Distraught family of DSK accuser looks to God
In a living room bare but for a few family photos and Islamic texts, the African man who says he is the brother of Dominique Strauss-Kahn’s accuser says he has not slept or eaten properly for days.
“I heard the news on the radio and honestly I do not know what happened. I want to speak to my sister,” the man, called Mamoudou, told Reuters at a village in the Labe region of Guinea, a hard day’s drive north of the capital Conakry.
Mamoudou, whose family name and home village are withheld to protect the identity of the alleged assault victim, said he had not heard from his younger sister for several years. But he had no doubt that she was the 32-year-old Guinean widow who filed the complaint in New York. Her name has appeared in local media.
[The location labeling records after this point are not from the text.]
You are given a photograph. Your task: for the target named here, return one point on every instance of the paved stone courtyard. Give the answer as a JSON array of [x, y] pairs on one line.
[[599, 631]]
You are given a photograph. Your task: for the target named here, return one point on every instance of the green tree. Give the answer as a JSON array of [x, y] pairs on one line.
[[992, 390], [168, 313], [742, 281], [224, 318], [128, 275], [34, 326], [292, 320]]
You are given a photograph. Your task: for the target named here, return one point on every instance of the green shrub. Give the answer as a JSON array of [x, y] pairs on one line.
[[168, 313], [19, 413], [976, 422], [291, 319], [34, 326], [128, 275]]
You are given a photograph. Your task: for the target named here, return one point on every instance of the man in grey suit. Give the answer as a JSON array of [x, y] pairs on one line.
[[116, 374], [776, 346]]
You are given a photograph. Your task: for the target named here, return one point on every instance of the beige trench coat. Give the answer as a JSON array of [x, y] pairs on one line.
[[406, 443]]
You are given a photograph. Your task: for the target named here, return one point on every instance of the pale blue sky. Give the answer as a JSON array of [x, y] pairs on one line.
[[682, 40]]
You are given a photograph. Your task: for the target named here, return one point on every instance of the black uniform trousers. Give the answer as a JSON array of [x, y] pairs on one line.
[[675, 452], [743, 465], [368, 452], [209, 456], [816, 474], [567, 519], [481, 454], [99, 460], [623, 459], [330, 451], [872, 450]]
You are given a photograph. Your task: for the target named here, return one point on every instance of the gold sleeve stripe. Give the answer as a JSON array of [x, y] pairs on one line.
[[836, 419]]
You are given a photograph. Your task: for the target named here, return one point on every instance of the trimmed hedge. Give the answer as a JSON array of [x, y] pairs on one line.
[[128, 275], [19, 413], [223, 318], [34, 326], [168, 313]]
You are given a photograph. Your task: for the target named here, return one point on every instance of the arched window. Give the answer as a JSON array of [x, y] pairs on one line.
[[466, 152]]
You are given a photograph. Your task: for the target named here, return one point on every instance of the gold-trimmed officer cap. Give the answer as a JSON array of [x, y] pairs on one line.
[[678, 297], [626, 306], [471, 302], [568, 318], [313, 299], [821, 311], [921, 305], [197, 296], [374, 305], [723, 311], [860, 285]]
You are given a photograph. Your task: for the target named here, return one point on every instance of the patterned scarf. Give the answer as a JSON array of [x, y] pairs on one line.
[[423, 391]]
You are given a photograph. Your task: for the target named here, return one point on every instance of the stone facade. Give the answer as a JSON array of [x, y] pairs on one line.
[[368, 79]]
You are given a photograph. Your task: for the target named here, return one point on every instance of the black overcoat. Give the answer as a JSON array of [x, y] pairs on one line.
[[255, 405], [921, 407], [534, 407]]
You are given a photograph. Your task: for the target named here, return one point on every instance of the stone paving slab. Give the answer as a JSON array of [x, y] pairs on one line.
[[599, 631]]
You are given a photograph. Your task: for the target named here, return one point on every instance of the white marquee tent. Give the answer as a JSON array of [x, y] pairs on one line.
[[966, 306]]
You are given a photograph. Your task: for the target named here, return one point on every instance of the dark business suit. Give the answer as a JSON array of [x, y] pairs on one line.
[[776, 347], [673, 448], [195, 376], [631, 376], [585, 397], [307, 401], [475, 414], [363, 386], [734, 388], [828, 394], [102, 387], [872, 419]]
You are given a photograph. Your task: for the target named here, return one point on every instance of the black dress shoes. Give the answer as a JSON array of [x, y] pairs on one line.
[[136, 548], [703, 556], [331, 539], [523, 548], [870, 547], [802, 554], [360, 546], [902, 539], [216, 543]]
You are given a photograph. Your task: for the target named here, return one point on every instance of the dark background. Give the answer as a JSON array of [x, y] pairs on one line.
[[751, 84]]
In the community of devout Muslims, religion provides solace for those with troubles far away, and for poverty at home.
A hamlet of 20 dwellings lost in the rural depths of this impoverished West African country, Mamoudou’s village is a world away from the luxury suite of the Times Square Sofitel where the now former chief of the International Monetary Fund and French presidential contender is accused of trying to rape the maid.
“In our family, we are above material things,” said Mamoudou, who is aged about 50. “Even if you are a billionaire, we don’t care. The most important thing for us is how you follow God’s path.”